DEV Community

Tammura
Tammura

Posted on • Originally published at awstip.com on

Efficiently Download Large Files into AWS S3 with Step Functions and Lambda

In this blog, i want to share my way to download a large files (>1GB) scaling horizontally thanks to AWS StepFunctions.

For the full code, feel free to visit the GitHub repository.


Visual representation of an AWS Step Functions workflow parallelizing a large file download process.

To follow along, make sure you have AWS SAM installed.
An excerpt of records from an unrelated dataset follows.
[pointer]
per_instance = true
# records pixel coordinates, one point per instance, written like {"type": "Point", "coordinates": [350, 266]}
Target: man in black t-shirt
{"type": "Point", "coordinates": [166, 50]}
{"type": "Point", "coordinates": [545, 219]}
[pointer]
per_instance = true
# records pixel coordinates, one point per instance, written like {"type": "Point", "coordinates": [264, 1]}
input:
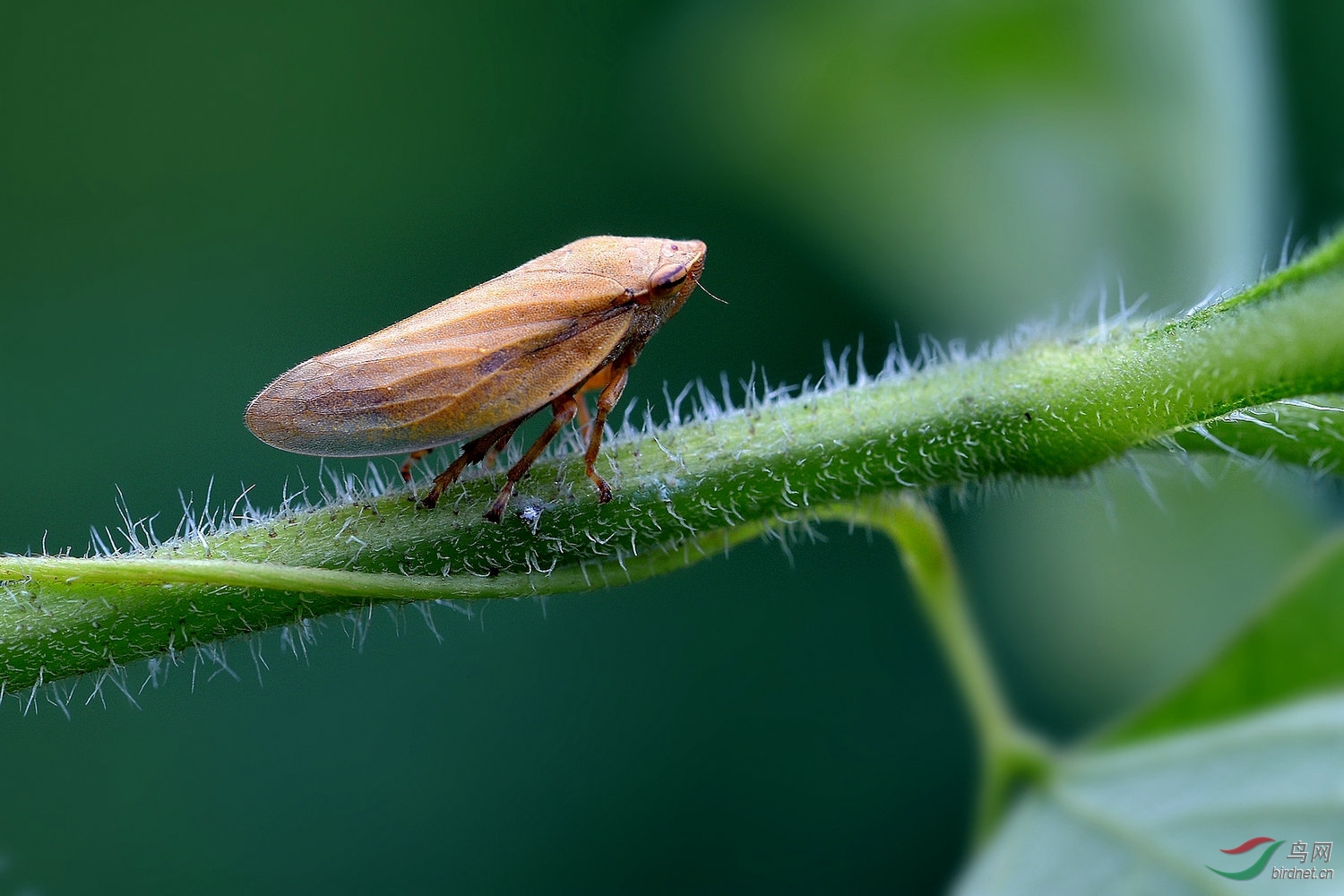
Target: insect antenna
{"type": "Point", "coordinates": [709, 293]}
You can find the installation guid_e [_here](https://aws.plainenglish.io/develop-aws-lambda-functions-locally-on-your-machine-ccdd37e10092)

Table of contents

· The Idea

· AWS Lambda for File Metadata

· AWS Lambda for Chunk Creation

· AWS Lambda for Downloading chunks to S3

· AWS StepFunction

Step Function Definition

· Error Handling and Optimization

· Conclusion

The Idea

To handle large files effectively, we will use AWS Step Functions to orchestrate a series of Lambda functions that download the file in chunks from an SFTP server and upload them to S3 via a multipart upload.

Here is a high-level overview of how the solution works:

  • Step 1: Retrieve metadata of the file from the SFTP server, such as file size.
  • Step 2: Split the file into 50MB chunks.
  • Step 3: Use a Step Function’s Map state to execute Lambda functions that download each chunk in parallel.
  • Step 4: Upload each chunk to S3 as part of a multipart upload.
  • Step 5: Once all chunks are uploaded, complete the multipart upload.
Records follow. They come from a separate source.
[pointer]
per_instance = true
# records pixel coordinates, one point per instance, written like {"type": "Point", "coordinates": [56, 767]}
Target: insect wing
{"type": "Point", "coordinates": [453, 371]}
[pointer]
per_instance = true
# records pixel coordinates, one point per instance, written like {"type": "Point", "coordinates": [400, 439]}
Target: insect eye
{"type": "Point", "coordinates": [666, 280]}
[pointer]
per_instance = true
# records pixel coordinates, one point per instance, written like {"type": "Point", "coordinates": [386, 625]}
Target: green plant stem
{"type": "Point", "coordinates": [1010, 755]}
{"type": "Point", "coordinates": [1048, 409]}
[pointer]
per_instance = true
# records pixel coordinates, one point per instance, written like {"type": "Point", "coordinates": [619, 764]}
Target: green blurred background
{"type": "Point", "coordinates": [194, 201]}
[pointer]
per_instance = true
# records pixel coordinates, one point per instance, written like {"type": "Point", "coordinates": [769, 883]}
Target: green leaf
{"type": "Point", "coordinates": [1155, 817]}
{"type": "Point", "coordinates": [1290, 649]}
AWS Lambda for File Metadata

First step is to create a lambda function to connect the SFTP server and fetch file metadata (like size)

In the template.yaml , we have to define a lambda like:

# template.yaml
Resources:
  ...
  GetFileMetadataFunction:
    Type: AWS::Serverless::Function
    Properties:
      CodeUri: src/lambdas/get_file_metadata/
      Handler: app.lambda_handler
      Runtime: python3.12
      Timeout: 30
      Environment:
        Variables:
          SFTP_HOST: !Ref SftpHost
          SFTP_USERNAME: !Ref SftpUsername
          SFTP_PASSWORD: !Ref SftpPassword
      Policies:
        - Version: "2012-10-17"
          Statement:
            - Effect: Allow
              Action:
                - s3:PutObject
                - s3:AbortMultipartUpload
              Resource: !GetAtt ExampleBucket.Arn
Enter fullscreen mode Exit fullscreen mode

AWS Lambda for Chunk Creation

Next step is to create a lambda function to split the file into chunks based on size and configurable CHUNK_SIZE .

In the template.yaml , we have to define a lambda like:

# template.yaml
Resources:
  ...
  CreateFileChunksFunction:
    Type: AWS::Serverless::Function
    Properties:
      CodeUri: src/lambdas/create_file_chunks/
      Handler: app.lambda_handler
      Runtime: python3.12
      Timeout: 30
      Environment:
        Variables:
          CHUNK_SIZE: 52428800 # 50MB
Enter fullscreen mode Exit fullscreen mode

AWS Lambda for Downloading chunks to S3

Next step is to create a lambda function download a single chunk and upload it to S3 using AWS S3 MultipartUpload.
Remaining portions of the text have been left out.